The second type of motion to consider is the movement of the membrane structure itself. As for any live-cell imaging, the image acquisition time should be sufficiently short that the displacement of the structure during this time is small compared to the resolution. Neuronal processes and ER tubules typically move slowly enough for our image resolutions. For example, the widths of ER tubules measured from 15-sec STORM images of live cells (108 ± 31 nm, SD, N = 111) were essentially identical to those determined from fixed-cell images (109 ± 22 nm, SD, N = 246). Mitochondria are more dynamic, moving with speeds of approximately 20 nm/s during fusion and approximately 50 nm/s at other times (45). For a spatial resolution of 30–60 nm and a time resolution of 2 sec, movement speeds up to 15–30 nm/s are tolerable and allowed us to capture mitochondria fission/fusion dynamics without substantial motion blur. Indeed, STORM images of mitochondria revealed fission/fusion intermediate structures previously unobserved in cells. The widths of the tubular fission/fusion intermediates measured in live cells (104 ± 15 nm, SD, N = 35) is similar to the width of the tubular structure of mitochondrial dynamin assembled in vitro (39), suggesting a molecular underpinning of the fission/fusion intermediates. We also observed intermitochondria tubes in fixed cells with a nearly identical width (102 ± 28 nm, SD, N = 44), suggesting that the tubular structures were not substantially blurred by motion. On the other hand, the cristae structure was partially blurred. Only the cristae with relatively large spacing appeared to be resolved in the live-cell STORM images (Fig. 4), as in previous live-cell images by structured illumination microscopy (46). The more tightly packed cristae with smaller spacing, observed in EM and fixed-cell STORM images (Fig. S7), were not well resolved in the live-cell images.

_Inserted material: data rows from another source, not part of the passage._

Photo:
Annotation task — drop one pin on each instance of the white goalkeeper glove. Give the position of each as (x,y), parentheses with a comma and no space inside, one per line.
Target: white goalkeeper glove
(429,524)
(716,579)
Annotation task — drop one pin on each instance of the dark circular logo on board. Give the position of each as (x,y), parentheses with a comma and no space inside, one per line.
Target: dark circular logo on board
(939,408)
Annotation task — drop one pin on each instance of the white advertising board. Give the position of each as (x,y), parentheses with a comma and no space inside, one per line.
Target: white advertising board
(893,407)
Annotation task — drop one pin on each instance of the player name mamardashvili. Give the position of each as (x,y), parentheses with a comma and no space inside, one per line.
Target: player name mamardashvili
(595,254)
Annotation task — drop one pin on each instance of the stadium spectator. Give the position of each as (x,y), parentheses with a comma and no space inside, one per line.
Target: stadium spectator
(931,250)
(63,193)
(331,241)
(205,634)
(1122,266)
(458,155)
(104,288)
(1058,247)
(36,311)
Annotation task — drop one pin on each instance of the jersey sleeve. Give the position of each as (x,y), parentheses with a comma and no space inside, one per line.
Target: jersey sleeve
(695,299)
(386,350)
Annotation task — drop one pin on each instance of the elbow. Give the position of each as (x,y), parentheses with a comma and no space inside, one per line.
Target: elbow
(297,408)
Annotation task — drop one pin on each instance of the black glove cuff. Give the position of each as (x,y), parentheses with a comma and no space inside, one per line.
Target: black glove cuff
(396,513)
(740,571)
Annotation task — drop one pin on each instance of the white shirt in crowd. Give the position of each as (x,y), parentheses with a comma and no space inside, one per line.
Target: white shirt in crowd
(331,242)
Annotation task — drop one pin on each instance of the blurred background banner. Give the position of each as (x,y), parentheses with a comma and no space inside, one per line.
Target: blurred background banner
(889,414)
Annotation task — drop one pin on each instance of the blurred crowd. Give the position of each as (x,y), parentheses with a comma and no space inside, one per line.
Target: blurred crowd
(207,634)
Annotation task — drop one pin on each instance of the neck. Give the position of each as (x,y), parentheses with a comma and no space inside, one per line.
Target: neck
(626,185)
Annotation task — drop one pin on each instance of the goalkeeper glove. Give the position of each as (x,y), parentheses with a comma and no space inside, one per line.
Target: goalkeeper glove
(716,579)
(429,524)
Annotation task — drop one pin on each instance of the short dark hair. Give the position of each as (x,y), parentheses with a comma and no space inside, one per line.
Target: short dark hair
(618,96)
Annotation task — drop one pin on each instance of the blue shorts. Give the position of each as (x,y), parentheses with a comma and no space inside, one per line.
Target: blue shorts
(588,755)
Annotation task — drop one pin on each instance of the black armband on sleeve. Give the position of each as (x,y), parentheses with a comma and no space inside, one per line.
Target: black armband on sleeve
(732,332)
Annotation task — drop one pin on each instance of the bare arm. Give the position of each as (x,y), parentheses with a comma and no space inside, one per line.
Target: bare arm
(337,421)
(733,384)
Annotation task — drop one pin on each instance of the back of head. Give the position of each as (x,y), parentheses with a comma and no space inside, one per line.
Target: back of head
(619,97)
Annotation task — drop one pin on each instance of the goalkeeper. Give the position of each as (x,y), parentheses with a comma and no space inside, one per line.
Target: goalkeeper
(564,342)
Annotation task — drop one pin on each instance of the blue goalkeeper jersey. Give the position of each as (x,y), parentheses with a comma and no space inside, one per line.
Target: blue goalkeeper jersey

Finally, since biological structures are typically three-dimensional, extending the high image resolution into the third dimension could help resolve these structures better. Indeed, the cristae of mitochondria in fixed cells were better resolved in the 3D STORM images than in the corresponding 2D projection images (Fig. S7). The z coordinates of the molecules can be obtained by a variety of means for 3D super-resolution imaging (21–26), and indeed 3D STORM has been demonstrated in live cells (31). However, the use of diffusing membrane probes presents an additional challenge, especially when the shapes of the single-molecule images are used to determine their z-positions. Further increasing the camera frame rate or strobing the excitation laser should help overcome this problem and allow 3D super-resolution imaging of membrane organelles in living cells.

Materials and Methods

Sample Preparation.

Immediately before imaging, BS-C-1 cells and hippocampal neurons were labeled by incubating live cells with culture medium containing one of the membrane probes for 0.5–3 min. For two-color imaging, cells were labeled sequentially with MitoTracker Red and then ER-Tracker Red.

Image Acquisition and Analysis.

Labeled cells were imaged with continuous illumination at 561, 657, or 752 nm for imaging and 405 nm for probe activation in an oblique-incidence geometry on an Olympus IX-71 inverted microscope. The single-molecule images were recorded at 500–900 Hz frame rates on an EMCCD camera (iXon 860; Andor). For ratiometric two-color imaging, the fluorescence was split by a 624-nm longpass dichroic mirror into two channels and imaged on two halves of the same camera. The movies were analyzed by custom-written STORM analysis software as we previously described (31), or using the DAOSTORM (37) or a similar multiemitter fitting software (47). See SI Materials and Methods for details.